In this paper we have demonstrated anti-miR activity of backbone-modified PNAs for the first time. New results relating to the cellular uptake of modified PNAs as a function of their structures have been achieved, thereby supporting novel strategies for overcoming one of the most important drawbacks of PNAs and PNA analogues. Overall, the combined good cellular uptakes, higher biostabilities, good anti-miR activities, and reductions in differentiated cells and in γ-globin production make these molecules ideal candidates for the next generation of drugs able to modulate genes. The experimental system (inhibition of miR-210 in K562 cells) was chosen to allow better assessment of the performances of the different types of PNA modification as anti-miR agents. However these results represent a systematic study involving both C2- and C5-modified PNAs with different spacings between modified monomers, and should be extendable to other interesting targets, most notably tumour-associated miR (onco-miR). The results show that high affinities and excellent cellular uptakes can be obtained with all types of arginine-derived PNA, but that differences in anti-miR activity as a function of the type of modification and of the model used are still present, with a contiguous stretch of modified monomers being the preferred model.

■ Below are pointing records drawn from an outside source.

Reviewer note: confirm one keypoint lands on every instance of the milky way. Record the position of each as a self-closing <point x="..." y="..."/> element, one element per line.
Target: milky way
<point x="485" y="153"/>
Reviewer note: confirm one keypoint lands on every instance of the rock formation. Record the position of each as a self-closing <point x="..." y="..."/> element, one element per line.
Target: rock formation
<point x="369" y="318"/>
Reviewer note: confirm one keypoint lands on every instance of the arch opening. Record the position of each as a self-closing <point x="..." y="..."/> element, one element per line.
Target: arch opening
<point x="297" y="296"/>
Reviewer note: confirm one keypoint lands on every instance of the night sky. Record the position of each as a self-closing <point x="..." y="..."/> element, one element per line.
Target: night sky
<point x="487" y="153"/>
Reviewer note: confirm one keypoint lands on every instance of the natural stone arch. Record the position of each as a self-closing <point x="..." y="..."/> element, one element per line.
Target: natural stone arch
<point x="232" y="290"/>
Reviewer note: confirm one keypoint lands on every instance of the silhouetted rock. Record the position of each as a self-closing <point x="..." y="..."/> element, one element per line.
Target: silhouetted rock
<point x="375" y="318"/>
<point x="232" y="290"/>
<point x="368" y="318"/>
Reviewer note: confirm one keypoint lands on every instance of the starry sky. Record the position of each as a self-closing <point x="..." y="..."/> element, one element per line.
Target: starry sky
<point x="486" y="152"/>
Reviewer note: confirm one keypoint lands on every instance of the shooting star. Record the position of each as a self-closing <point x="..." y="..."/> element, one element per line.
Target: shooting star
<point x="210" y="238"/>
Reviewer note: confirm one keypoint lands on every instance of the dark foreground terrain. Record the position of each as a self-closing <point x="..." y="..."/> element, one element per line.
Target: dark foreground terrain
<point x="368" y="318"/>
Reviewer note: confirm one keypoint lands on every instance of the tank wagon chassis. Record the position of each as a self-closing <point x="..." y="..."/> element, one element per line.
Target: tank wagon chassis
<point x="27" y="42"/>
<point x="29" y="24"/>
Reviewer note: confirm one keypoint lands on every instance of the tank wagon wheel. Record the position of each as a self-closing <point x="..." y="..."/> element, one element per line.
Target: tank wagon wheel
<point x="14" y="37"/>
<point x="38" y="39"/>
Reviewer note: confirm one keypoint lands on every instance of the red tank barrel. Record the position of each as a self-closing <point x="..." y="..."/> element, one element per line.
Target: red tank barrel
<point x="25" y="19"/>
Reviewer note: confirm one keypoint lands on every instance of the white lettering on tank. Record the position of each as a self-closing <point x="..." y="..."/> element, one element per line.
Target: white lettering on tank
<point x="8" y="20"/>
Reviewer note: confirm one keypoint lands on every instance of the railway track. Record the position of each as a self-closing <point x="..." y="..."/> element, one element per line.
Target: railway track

Our results do not fully explain the mechanism of action of PNA4 within the cells. The results obtained are indeed compatible with 1) a decrease in miR-210 processing and maturation, 2) a decrease in miR-210 content due to a possible degradation,38 and 3) a decrease in hybridisation availability, as more recently proposed for miR-122.39 Further experiments will be required to improve understanding of this issue. Moreover, despite the fact that the activity of PNA4 appears to be fairly selective, microarray and extensive RT-qPCR analyses will be required to provide a complete view of the effects of PNA4 on all the miRNA expressed in K562 cells and to pinpoint possible unpredicted off-target events.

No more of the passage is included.